Zollner's group uses two main models in its research, SODA (for Simulation of Disturbance Activities), which simulates how animals respond to things going on in and around their normal home ranges, and SEARCH (Spatially Explicit Animal Response to Composition of Habitat), which simulates animal dispersal, or movement, over an area in response to various factors. The models are agent based, meaning they simulate the actions of individual animals in a scenario.

The computerized agents act according to an array of rules. They might, say, shy away from an area because they perceive a greater risk of being eaten by a predator or be more likely to move because it is summer, food has been abundant and they’ve been feeding well and have energy stores to fuel their travels. The rules governing the behavior of the virtual animals are built on observations of real animals in field studies by Zollner’s group and others. That involves such things as monitoring bats tagged with radio transmitters or backtracking martens by snowshoe, portable GPS unit in hand.

“We don't just make it up,” Zollner says. “There's a lot of sweat and field work that go into creating these models.”

Likewise, the maps built into the simulations are GIS-based, accurate renditions of real-world terrain, which the researchers can render at a variety of resolutions and modify dynamically, removing a stand of trees here, adding a road there.

“Not only do we need a realistic animal, but we have to have a realistic map that captures the features the animals are using,“ Zollner says.

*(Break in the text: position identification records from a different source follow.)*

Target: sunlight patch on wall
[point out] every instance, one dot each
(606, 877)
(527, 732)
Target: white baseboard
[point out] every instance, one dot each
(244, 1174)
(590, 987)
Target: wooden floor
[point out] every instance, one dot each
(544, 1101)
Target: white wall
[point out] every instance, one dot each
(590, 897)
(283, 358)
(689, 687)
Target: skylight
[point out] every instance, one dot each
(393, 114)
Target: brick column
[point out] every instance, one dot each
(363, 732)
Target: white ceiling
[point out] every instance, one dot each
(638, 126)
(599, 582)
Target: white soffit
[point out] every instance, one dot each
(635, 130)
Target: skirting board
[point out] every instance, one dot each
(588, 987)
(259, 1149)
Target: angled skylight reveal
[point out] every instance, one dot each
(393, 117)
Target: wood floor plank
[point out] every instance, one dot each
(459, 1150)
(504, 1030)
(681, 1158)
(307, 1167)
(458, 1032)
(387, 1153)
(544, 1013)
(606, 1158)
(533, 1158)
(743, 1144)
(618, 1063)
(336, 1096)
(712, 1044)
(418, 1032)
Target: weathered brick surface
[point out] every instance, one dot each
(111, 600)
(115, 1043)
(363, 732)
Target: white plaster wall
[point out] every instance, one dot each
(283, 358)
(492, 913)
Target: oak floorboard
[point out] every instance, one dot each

Simulating numerous virtual animals in motion and interacting with the world around them, each possessing a virtual personality, so to speak, is computationally demanding. Add to that the complexity required in the maps of the terrain over which the agents are moving. Take the marten habitat study, which found that detail down to the level of small stands of hemlock and cedar are important to martens. The simulations also must account virtually for significant time periods of interaction between animal and environment.

Desktop computers the researchers employ limit the complexity of the simulations they can run. But Envision Center staff helped them migrate their work to the Windows HPC cluster operated by ITaP Research Computing (RCAC), a supercomputer in Purdue's Community Cluster Program that runs the high-performance-computing version of Microsoft Windows.

“Now we have the capability to ask about more variations on what trail designs should be like, what scenarios are for different volumes of vehicular traffic, and things like that,” Zollner says. “Beyond that, it lets us run a bigger map, it lets us include more habitat features in our maps, and follow more animals, give animals more complicated rules for how they respond. It provides feasibility in numerous ways for questions we just couldn't ask otherwise.”